O acesso universal à saúde e o poder das multinacionais farmacêuticas



A questão dos preços exorbitantes praticados na venda de um medicamento de grande eficácia – Sofosbuvir - no tratamento da hepatite C, veio despertar a atenção para o enorme desequilibrio de poder sempre presente nas negociações com grandes empresas farmacêuticas muitinacionais, sobretudo quando está em causa a vida das pessoas ou uma doença transmissível que pode afectar um número elevado de pessoas.

A necessidade de criar as condições financeiras capazes de sustentar o processo de inovação no domínio do medicamento (como noutros domínios) é o argumento para requerer o registo de patentes.

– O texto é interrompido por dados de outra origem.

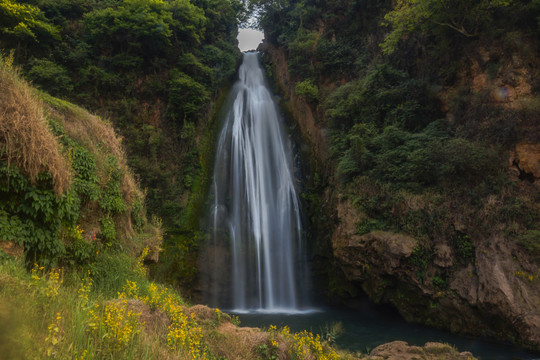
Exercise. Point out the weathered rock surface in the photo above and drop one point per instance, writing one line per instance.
(527, 159)
(496, 296)
(494, 292)
(400, 350)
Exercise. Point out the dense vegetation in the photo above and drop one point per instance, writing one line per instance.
(153, 68)
(414, 144)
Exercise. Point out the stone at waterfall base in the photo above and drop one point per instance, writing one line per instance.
(400, 350)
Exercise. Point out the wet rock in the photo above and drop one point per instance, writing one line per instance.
(400, 350)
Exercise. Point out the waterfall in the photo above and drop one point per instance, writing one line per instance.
(256, 230)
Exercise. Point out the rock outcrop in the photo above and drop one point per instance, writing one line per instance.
(400, 350)
(491, 288)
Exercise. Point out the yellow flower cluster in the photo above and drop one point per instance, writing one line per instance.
(85, 288)
(141, 270)
(184, 334)
(53, 337)
(54, 282)
(114, 324)
(304, 345)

Àquelas empresas interessa maximizar o direito que as patentes lhes dão para bloquear a produção de medicamentos genéricos a baixo custo que lhes fariam concorrência.

Face à impossibilidade de penetrarem em países com reduzido poder de compra, alguns, como a India, com menor protecção de direitos patenteados, certos acordos excepcionais  foram consentidos, ainda que subsistam pressões para serem revistos em termos mais favoráveis às multinacionais.

Mesmo em países ricos, o peso da factura com medicamentos nos sistemas de saúde tornou a questão dos preços um problema real e preocupante na gestão dos recursos financeiros públicos que devem garantir o acesso universal aos melhores medicamentos.

Muito caminho há ainda a percorrer para que se encontre um ponto de equilíbrio entre o incentivo à inovação e a necessidade de tornar os preços dos medicamentos comportáveis com a realidade de cada país.

Um acontecimento recente que merece aqui ser destacado, por inédito na Europa, é a contestação à patente do Sofosbuvil, detida pela empresa Gilead, apresentada ao Gabinete Europeu de Patentes pela ONG Médicos do Mundo.

Se os argumentos apresentados por esta ONG vierem a ser acolhidos em tribunal, será possível a introdução de genéricos para o tratamento da hepatite C a um custo muito reduzido. Tal significa a esperança de cura para quase 9 milhões de europeus e entre 130 a 150 milhões de pessoas infectadas em todo o mundo, segundo estimativa da  OMS.

Ao mesmo tempo, do outro lado do Atlântico, nos EUA, aumentam as pressões para o reforço dos direitos patenteados, incluindo o do medicamento referido para a hepatite C, vendido por 84 mil dólares por tratamento, contra menos de 1.000 dólares se fornecido  por fabricantes indianos do genérico.

Quando os governos argumentam que a livre concorrência e a liberalização do comércio internacional, é a via para maior prosperidade, não deixa de ser curioso observar, como Stiglitz e outros em artigo publicado a 10 de Fevereiro em Project Syndicate “Obama Versus Obamacare”, que as patentes são essencialmente monopólos concedidos pelos governos os quais geram as mesmas ineficiências e comportamentos rentistas que quaisquer outras distorções de mercado. Uma patente que muitiplica por 100 o preço de um medicamento tem o mesmo efeito no mercado que uma tarifa aduaneira de 10.000 %.

Os mesmos autores defendem que um sistema de investigação muito apoiado em  patentes, como o dos EUA, acaba por prejudicar o progresso científico por ser reduzida a informação necessária para o respectivo registo.

A União Europeia terá certamente algo a dizer sobre este assunto, tanto mais que a Comissão Europeia está a negociar, em nome dos Estados Membros, um Acordo de Parceria Transatlântica que prevê o aumento da duração das patentes de medicamentos, impossibilitando assim a venda de genéricos cujos preços são bem menores.

Haverá interesses legitimos das empresas a defender mas eles não se podem sobrepor ao direito de todos ao acesso a tratamentos de saúde eficazes e a preços justos.